Why this helps so much:

  • Activations stay bounded. No matter how the weights drift during training, the next normalization layer pulls activations back to a controlled scale. That kills the "exploding signals" failure mode of deep networks.
  • You can use higher learning rates. Without normalization, an aggressive step can overshoot and turn activations into NaN. With it, the next normalization step soaks up the damage and rescales.
  • Gradients flow better. Normalization changes the loss landscape into one that's easier to walk down — empirically observed, theoretically argued about. (The original justification — "reduces internal covariate shift" — has been partly disputed, but the empirical wins are uncontroversial.)
  • Mild regularizer. BatchNorm in particular adds batch-dependent noise to each example's activations (because its μ, σ depend on what else is in the batch). That noise is small but consistent regularization.

Practical gotchas. BatchNorm behaves differently at train time (uses the batch statistics) than at eval time (uses running averages of the train-time statistics). Forgetting to set the model to eval mode can produce confusing prediction instability with batch size 1. BatchNorm also struggles with very small batches (estimates are noisy) and is awkward for sequence models where the batch dim is crowded by sequence length variance. LayerNorm sidesteps all of this — it never depends on the batch, so train and eval are identical.

A worthwhile mention: RMSNorm. A small simplification of LayerNorm that drops the mean-subtraction and divides only by the root-mean-square of the input. Slightly faster, slightly fewer parameters (no β), and empirically just as effective on Transformers. LLaMA, Mistral, and most modern open-weight LLMs use RMSNorm instead of LayerNorm. The principle is identical; the implementation drops two operations.

In a Transformer: a normalization layer (LayerNorm or RMSNorm) is applied around every sublayer.
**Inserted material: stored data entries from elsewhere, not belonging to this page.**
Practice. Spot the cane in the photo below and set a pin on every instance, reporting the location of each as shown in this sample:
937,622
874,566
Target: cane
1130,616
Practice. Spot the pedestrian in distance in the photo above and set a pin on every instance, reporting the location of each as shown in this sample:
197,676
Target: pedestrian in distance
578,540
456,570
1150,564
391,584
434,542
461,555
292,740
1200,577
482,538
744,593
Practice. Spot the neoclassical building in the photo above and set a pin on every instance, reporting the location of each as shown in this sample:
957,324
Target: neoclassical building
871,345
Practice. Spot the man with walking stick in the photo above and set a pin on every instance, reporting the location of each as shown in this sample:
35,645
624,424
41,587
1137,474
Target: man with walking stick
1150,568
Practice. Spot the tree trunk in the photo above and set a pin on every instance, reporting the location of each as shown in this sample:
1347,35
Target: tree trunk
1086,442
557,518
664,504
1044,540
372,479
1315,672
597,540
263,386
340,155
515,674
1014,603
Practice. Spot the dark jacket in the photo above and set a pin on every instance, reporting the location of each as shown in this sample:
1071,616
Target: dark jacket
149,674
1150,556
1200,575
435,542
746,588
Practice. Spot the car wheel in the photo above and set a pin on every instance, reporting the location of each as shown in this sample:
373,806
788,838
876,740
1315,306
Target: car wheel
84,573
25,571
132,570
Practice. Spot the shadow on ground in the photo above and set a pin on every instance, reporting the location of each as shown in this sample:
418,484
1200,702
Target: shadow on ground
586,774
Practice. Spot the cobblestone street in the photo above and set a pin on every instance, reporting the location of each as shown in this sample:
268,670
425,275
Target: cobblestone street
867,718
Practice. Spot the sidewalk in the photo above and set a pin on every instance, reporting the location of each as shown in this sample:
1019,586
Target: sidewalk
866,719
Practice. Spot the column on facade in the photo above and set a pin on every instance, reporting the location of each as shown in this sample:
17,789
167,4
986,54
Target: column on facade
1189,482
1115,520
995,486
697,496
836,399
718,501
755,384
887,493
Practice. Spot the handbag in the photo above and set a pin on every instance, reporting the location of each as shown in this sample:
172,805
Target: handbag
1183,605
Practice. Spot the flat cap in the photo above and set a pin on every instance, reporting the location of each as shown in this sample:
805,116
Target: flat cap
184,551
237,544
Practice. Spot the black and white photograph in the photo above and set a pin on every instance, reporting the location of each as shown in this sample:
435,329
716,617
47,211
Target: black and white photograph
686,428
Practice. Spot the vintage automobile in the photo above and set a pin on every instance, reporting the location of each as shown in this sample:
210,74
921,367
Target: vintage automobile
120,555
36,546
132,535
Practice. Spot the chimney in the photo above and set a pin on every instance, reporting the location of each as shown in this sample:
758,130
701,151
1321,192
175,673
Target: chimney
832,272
Modern blocks use the "pre-LN" pattern: y = x + Sublayer(Norm(x)) — normalize first, then apply the sublayer (attention or FFN), then add to the residual. This pattern makes very deep networks (50+ layers) trainable from scratch without exotic schedules. The original 2017 Transformer used "post-LN" (y = Norm(x + Sublayer(x))); pre-LN took over within a couple of years because it's noticeably more stable. If you crack open the source of any modern LLM, every Transformer block opens with a norm layer.